The young man looked surprised at Martin’s refusal. I was a little embarrassed at not offering hospitality right away, but I could see Martin’s point. We’d probably already made a mistake in not calling the police the moment we’d seen him. We shouldn’t compound that mistake by turning Rory into our welcome guest.

While Martin showed Rory the downstairs bathroom, I put Hayden upstairs in the portable crib and took a minute or two to get dressed. Jeans and a sweater, a vigorous tooth-and hair-brushing, and I felt like a better woman. I put on my red glasses to set off my navy sweater. After I ran a brush through my tight waves, my hair crackled with so much electricity that it flew around my head like an angry brown cloud.

This might be the only moment I had to myself today, I figured, so I called the hospital in Atlanta to ask about John.

Mother answered the phone in his room. She told me in that hushed voice people reserve for bedsides of the very ill that John was resting, that tests were ongoing, and that John had definitely had a cardiac incident, which I interpreted as “heart attack.”

“What are his options?” I asked, and Mother said all those buzzwords like “angioplasty” and “stress tests.” I barely listened, because all I wanted was the bottom line: Was John likely to die soon or not? After I’d gathered that he was going to live, barring some sudden and drastic circumstance, I was content to save the details of his treatment until I could spare a portion of my brain to understand what was entailed.

Mother didn’t say a word about the baby. She was preoccupied, too.

I tightened the laces on my high-tops and tried to tiptoe down the stairs. Martin and Rory were in the kitchen, and I saw that Martin had relented enough to pour the boy a cup of coffee and microwave a couple of cinnamon rolls for him. Rory looked up when I entered, and let a gleam of admiration show a little too obviously. So I didn’t offer to fix him any bacon or eggs.

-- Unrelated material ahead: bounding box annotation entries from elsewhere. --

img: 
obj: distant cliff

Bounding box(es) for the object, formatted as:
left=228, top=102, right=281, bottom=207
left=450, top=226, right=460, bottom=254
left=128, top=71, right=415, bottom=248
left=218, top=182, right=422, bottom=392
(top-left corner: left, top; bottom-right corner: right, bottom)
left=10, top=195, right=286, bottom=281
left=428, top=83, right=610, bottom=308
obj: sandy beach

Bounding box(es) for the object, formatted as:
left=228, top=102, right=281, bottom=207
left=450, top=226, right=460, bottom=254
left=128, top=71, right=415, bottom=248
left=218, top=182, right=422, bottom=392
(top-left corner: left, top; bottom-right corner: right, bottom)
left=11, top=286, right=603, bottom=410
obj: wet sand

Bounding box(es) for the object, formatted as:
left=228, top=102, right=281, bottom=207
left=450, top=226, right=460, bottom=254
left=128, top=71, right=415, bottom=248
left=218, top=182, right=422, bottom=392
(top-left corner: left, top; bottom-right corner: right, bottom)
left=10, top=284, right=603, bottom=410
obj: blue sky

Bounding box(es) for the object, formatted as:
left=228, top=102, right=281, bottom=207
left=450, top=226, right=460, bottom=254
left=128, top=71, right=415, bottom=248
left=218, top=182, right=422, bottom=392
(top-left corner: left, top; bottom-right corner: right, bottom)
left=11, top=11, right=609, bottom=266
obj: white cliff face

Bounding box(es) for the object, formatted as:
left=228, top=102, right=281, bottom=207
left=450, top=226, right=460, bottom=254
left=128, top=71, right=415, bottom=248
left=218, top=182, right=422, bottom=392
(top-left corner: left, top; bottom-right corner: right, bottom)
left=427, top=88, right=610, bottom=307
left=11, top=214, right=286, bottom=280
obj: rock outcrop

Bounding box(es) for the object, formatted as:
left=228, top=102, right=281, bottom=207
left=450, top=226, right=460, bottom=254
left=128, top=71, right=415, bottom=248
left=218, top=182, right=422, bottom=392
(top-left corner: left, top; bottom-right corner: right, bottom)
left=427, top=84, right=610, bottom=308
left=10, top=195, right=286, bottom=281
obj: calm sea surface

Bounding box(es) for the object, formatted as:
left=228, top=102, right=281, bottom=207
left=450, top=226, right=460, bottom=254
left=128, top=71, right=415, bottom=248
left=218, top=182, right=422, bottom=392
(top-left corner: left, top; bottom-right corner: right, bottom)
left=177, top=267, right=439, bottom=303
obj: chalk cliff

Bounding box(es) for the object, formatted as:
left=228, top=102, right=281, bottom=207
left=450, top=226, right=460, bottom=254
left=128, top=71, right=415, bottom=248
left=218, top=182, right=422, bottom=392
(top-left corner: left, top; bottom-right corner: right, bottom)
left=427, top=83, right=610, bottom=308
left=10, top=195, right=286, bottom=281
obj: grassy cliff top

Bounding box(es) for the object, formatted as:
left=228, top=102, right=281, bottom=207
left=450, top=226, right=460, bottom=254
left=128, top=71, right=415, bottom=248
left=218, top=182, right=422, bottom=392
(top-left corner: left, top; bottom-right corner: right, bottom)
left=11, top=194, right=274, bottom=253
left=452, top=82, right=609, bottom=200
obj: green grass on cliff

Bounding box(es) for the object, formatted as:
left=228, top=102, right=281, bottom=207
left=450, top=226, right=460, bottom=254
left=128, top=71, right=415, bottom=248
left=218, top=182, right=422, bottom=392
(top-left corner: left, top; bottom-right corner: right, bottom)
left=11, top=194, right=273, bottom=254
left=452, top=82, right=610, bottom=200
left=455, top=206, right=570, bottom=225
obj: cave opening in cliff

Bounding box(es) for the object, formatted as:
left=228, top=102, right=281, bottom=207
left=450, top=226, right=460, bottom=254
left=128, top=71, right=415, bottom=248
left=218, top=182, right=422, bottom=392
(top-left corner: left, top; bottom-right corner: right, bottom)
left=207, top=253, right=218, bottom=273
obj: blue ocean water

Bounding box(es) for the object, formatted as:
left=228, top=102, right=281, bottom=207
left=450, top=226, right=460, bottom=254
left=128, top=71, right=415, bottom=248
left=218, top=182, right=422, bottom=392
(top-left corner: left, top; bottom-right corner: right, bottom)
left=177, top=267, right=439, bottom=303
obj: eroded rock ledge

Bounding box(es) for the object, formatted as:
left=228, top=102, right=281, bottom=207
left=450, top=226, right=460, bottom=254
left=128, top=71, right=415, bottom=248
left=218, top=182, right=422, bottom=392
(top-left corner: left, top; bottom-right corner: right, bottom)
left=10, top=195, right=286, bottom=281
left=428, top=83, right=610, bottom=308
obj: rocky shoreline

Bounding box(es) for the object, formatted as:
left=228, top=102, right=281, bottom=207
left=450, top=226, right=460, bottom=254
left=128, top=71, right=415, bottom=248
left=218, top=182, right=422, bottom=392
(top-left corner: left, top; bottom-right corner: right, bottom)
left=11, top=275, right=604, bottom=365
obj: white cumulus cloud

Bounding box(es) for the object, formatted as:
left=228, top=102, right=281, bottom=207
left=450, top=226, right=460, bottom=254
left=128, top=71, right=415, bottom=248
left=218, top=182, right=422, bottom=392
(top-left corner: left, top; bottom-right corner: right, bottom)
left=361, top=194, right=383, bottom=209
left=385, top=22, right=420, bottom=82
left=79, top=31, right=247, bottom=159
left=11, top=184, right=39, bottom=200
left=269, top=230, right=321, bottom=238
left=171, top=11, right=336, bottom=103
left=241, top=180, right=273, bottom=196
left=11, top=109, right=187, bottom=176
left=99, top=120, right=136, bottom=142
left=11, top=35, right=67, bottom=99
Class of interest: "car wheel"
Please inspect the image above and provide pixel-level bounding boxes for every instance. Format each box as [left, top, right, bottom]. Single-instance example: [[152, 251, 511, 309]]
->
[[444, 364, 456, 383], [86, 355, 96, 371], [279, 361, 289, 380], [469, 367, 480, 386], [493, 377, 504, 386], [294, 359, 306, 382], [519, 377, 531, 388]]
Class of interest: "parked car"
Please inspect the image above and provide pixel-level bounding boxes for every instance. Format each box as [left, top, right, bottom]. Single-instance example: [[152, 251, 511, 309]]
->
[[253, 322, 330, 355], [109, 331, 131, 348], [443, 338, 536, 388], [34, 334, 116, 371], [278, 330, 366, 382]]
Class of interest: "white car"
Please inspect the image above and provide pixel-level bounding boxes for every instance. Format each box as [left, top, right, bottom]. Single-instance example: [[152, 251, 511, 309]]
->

“Rory here was just telling me about Craig,” Martin said. He was sitting opposite our visitor, his arms crossed over his chest, his face relaxed and cool. Mr. Skeptical.

“What was he saying?” I slipped into a chair at one end of the table. The back part of my brain was wondering if I could borrow a baby monitor from someone. Wasn’t that what the surveillance thing was called?

“I was telling Mr. Bartell, I’ve been Craig’s friend since we were little. Our folks were friends, too. Then when Craig’s mom and dad died, Craig moved in with his aunt and uncle, Mr. and Mrs. Harbor. His brother Dylan was old enough to be on his own, but too young to keep an eye on Craig, and the Harbors were glad to have him.” Rory paused to take a bite of cinnamon roll, and I worked on keeping the relationships straight in my head.

“And that was the couple at Regina’s wedding, the people who acted in the place of Craig’s parents?”

“That was his aunt and uncle, Mr. and Mrs. Harbor,” Rory confirmed. “They had raised four girls of their own. But now Mr. Harbor, he’s kind of sickly.”

Martin and I sat blinking at him like foolish owls.

“Would that be Hugh Harbor?” Martin asked, obviously dredging the name up from his distant memory.

“Yep,” Rory mumbled, caught with more sweet roll in his mouth. “Mrs. Harbor used to be a Thurlkill.”

“And your folks?”

“My mother, Cathy, used to be a Thurlkill, too,” Rory said, seeming rather proud of the fact. “Me and Craig’re kind of related. My dad is Chuck Brown, his dad was Ross Graham.”

Martin looked away from the table, letting his gaze light on the front of the refrigerator. I knew he was thinking deep thoughts because his fingers were twiddling, the way they do when he’s having ideas he can’t talk about.

“Craig’s brother was at the wedding,” he said abruptly. “He seemed like a nice enough guy.”

“Dylan’s a great guy,” Rory agreed readily. “And he and his wife Shondra, they have the cutest little girl.”

Martin did a little more staring and twiddling.

I felt like I had to say something.

“Rory, when you feel like freshening up, there’s a toothbrush in a plastic wrapper in the top drawer in the downstairs bathroom,” I told our surprise guest. “There are extra towels in the closet by the sink, and I think I have shampoo and soap out and ready.”

Rory took the not-too-subtle hint in a jiffy. “That was real good,” he told Martin sincerely, carrying his coffee cup and plate over to the sink.